El proceso de industrialización en Alemania no tomó la “ruta inglesa de tejidos, hierro, y acero, sino que se centró en la industria pesada, el hierro y el acero para el sostenimiento de su red ferroviaria y apoyar el crecimiento de sus fuerzas militares” (Robert Marks).

En este sentido, “desde 1880 la producción tanto de arrabio como de acero aumentó a pasos agigantados. En 1910, (…) había dejado a Gran Bretaña atrás”, convirtiendo a “Alemania (…) en un importante exportador de productos de hierro y acero de todo tipo” (Greenfeld).

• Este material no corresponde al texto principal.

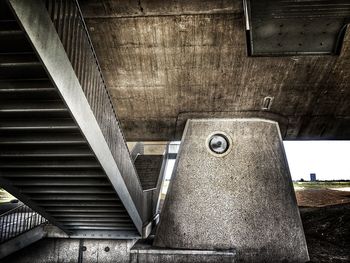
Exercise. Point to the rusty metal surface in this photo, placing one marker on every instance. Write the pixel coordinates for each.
(190, 58)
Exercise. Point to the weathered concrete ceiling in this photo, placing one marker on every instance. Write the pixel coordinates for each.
(166, 61)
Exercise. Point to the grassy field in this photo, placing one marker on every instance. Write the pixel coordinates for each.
(321, 184)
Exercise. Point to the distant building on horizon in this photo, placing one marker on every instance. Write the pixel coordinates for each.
(313, 177)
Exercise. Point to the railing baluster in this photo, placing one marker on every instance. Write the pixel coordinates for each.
(18, 221)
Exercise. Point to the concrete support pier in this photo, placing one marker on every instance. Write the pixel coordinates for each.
(232, 189)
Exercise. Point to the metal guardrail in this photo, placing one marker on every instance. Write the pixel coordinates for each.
(18, 221)
(72, 31)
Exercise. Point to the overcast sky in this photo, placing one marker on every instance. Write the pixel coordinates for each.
(330, 160)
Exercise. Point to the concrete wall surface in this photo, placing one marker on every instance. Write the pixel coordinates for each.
(243, 200)
(61, 250)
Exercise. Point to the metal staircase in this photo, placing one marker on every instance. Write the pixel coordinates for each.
(61, 150)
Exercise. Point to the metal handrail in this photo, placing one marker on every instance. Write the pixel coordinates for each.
(18, 221)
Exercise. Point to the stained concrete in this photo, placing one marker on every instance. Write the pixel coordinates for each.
(161, 59)
(144, 252)
(60, 250)
(244, 200)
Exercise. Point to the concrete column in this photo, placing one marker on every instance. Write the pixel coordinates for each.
(241, 199)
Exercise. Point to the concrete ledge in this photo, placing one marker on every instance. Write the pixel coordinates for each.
(22, 241)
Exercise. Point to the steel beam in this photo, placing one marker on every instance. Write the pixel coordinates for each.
(36, 22)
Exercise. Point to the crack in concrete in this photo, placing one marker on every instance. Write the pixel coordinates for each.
(140, 6)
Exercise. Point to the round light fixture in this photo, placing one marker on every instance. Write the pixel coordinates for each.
(218, 143)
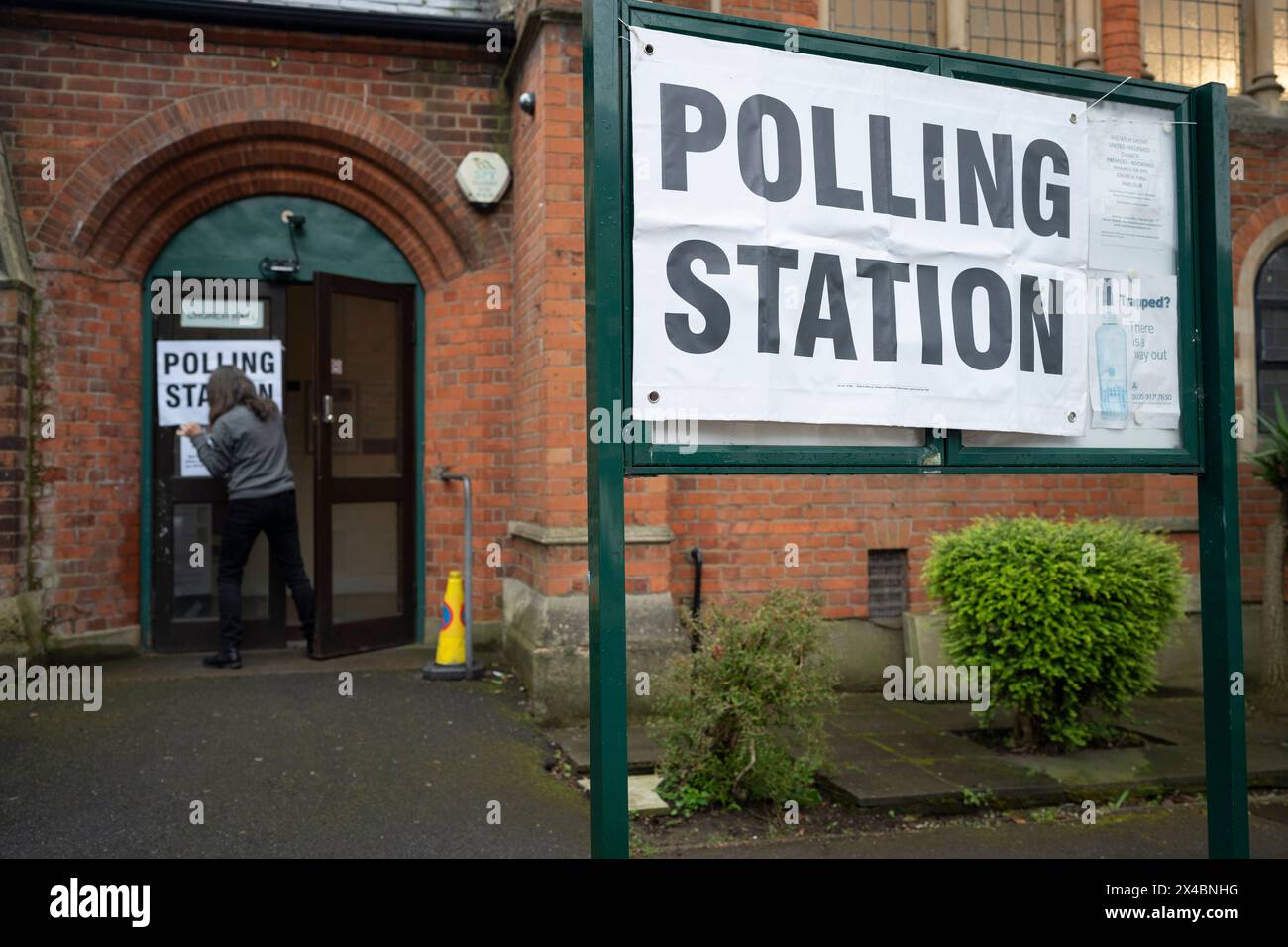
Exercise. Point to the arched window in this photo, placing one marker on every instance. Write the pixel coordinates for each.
(907, 21)
(1030, 30)
(1271, 302)
(1192, 42)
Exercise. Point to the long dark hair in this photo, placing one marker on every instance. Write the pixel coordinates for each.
(228, 386)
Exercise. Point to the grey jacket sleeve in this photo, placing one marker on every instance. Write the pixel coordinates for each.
(215, 449)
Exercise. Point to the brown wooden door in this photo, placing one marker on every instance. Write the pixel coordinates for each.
(364, 464)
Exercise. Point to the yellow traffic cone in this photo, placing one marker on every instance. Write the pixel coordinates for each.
(451, 637)
(449, 661)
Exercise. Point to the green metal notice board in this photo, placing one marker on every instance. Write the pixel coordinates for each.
(1190, 434)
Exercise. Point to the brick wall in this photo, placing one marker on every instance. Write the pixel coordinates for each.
(147, 136)
(16, 316)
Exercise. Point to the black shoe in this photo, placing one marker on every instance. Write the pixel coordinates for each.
(227, 657)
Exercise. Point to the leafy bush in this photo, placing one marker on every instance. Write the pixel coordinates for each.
(741, 719)
(1068, 616)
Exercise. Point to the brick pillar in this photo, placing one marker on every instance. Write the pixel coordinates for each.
(545, 592)
(1120, 38)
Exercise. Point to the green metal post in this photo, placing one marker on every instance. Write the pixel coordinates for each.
(601, 162)
(1225, 738)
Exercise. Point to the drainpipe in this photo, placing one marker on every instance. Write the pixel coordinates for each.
(469, 671)
(696, 603)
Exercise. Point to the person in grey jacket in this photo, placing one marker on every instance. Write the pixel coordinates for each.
(246, 446)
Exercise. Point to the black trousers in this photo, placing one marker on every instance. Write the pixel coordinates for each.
(243, 525)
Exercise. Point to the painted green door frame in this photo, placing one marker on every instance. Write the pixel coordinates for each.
(1207, 382)
(228, 243)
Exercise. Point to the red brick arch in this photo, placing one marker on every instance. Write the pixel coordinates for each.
(170, 166)
(1247, 235)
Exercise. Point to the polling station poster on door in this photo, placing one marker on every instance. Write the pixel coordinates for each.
(825, 241)
(181, 371)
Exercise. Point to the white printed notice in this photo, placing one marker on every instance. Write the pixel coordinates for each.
(189, 462)
(1132, 189)
(183, 368)
(1134, 375)
(833, 243)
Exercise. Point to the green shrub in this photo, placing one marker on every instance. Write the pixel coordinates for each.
(1068, 616)
(741, 719)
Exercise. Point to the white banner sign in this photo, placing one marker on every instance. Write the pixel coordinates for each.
(833, 243)
(183, 368)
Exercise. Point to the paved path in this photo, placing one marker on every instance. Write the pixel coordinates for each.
(1154, 832)
(283, 766)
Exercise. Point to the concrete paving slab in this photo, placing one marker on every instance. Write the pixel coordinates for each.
(642, 750)
(284, 767)
(1154, 834)
(640, 793)
(890, 784)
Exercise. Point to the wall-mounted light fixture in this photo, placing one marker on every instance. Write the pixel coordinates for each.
(270, 265)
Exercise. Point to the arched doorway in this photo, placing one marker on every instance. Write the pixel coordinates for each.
(334, 329)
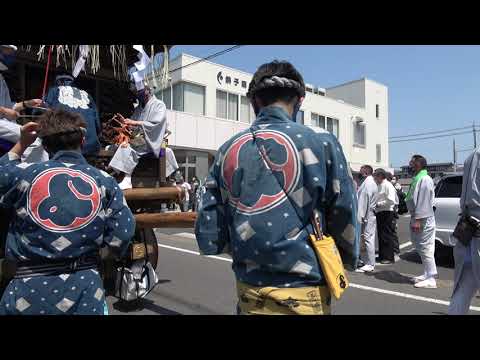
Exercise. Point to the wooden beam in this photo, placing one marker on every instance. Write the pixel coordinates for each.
(146, 194)
(166, 220)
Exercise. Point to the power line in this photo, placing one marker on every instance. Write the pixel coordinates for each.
(430, 132)
(208, 57)
(430, 137)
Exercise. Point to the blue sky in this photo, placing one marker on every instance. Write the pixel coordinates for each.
(430, 87)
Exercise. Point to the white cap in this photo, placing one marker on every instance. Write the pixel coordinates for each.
(10, 47)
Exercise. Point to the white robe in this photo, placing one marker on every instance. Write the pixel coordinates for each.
(154, 124)
(10, 130)
(467, 259)
(367, 193)
(420, 207)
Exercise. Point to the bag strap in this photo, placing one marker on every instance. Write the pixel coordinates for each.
(317, 228)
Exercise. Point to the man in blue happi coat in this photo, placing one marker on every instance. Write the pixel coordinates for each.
(64, 211)
(264, 186)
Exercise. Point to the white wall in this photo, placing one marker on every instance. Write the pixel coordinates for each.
(200, 132)
(209, 132)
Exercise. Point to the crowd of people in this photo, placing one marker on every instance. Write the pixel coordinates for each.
(380, 200)
(270, 188)
(60, 209)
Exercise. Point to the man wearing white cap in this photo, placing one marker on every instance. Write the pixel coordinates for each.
(9, 111)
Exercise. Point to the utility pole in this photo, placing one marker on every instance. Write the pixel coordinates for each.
(454, 156)
(474, 136)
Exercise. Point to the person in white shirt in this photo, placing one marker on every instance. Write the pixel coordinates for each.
(186, 188)
(386, 199)
(366, 195)
(9, 112)
(420, 201)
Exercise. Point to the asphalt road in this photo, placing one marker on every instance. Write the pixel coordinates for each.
(191, 284)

Igualmente, a pesar del “proceso de industrialización del algodón, excepcionalmente rápido”, el singular y rápido desarrollo de las industrias químicas y eléctricas lo eclipsó. En ambos casos, los observadores ingleses tuvieron que admitir, por la década de 1890, que Alemania estaba por delante de Inglaterra (Clapham, The Economic Development of France and Germany 1815-1914).

Alemania, “de repente, se dio cuenta de sus enormes recursos (para la que estaba excepcionalmente bien dotada) – los “dones de la naturaleza”, como el carbón y el hierro, y los “depósitos, casi únicos, de sales de potasa,”; sino que también se dio cuenta de la bendición de una población escolarizada, en todo el sentido de la palabra, y en cada nivel – ha aprendido a utilizarla con una velocidad asombrosa” (Liah Greenfeld, The Spirit of Capitalism).

“Alemania, el país de la “locura teutónica”, luego de la muerte de List (1846), en menos de dos generaciones era el competidor de Gran Bretaña por el liderazgo industrial” (Greenfeld) al final del siglo XIX y comienzos del XX.

En palabras de List, Alemania había logrado un alto desarrollo económico por la transformación productiva tanto de su capital material, como de su capital mental o espiritual. Alemania, entonces, se había “equiparado” con Inglaterra y con EE. UU., haciendo parte de las tres grandes potencias a comienzos del siglo XX.

Por otro lado, mientras Alemania se convertía en un país desarrollado, en la Colombia de mitad del siglo XIX el conspirador septembrino, Florentino González, recitaba ingenuamente las ventajas del libre comercio; pero ya sabemos en qué terminaría la historia nacional: en un país de quinta dirigido por una élite pretendidamente blanca y europea sin grandes pretensiones modernizantes que hoy en día está montada sobre las instituciones coloniales del latifundio y del trabajo cuasi servil, privilegiando el estatus por el nacimiento que por trabajo. En este sentido, construir una nación de hombre iguales con oportunidades abiertas, sin distinguir su origen y nacimiento, ha sido una batalla que no se ha ganado todavía.

Los economistas colombianos, formados aquí o en el extranjero, sostienen que las ventajas comparativas del libre comercio internacional, eliminando los dos supuestos fuertes del teorema, es decir, la existencia del pleno empleo y la inmovilidad internacional del capital, encarnan el destino nacional. Todos los esfuerzos como nación residen en hacer cumplir el resultado de dicho teorema produciendo “uchuvas y madroños”, mientras que los industriales, convertidos en distribuidores, importan chucherías baratas y venden como marcas nacionales bienes tercerizados, made in China, en pro del bienestar del consumidor.

Finalmente, La élite colombiana, dueña del ‘tren de la historia’ se compromete a firmar un TLC, como tantos otros, con China, un gigante manufacturero de bajos salarios, no solo de chucherías, sino también de productos sofisticados y de alta tecnología, para venderle “uchuvas y madroños” a la inmensa población China. Mientras tanto, la Ministra de Comercio como maquinista del 'tren', hace sonar el pito cuando, cansado, pasa por las estaciones del “más de lo mismo”.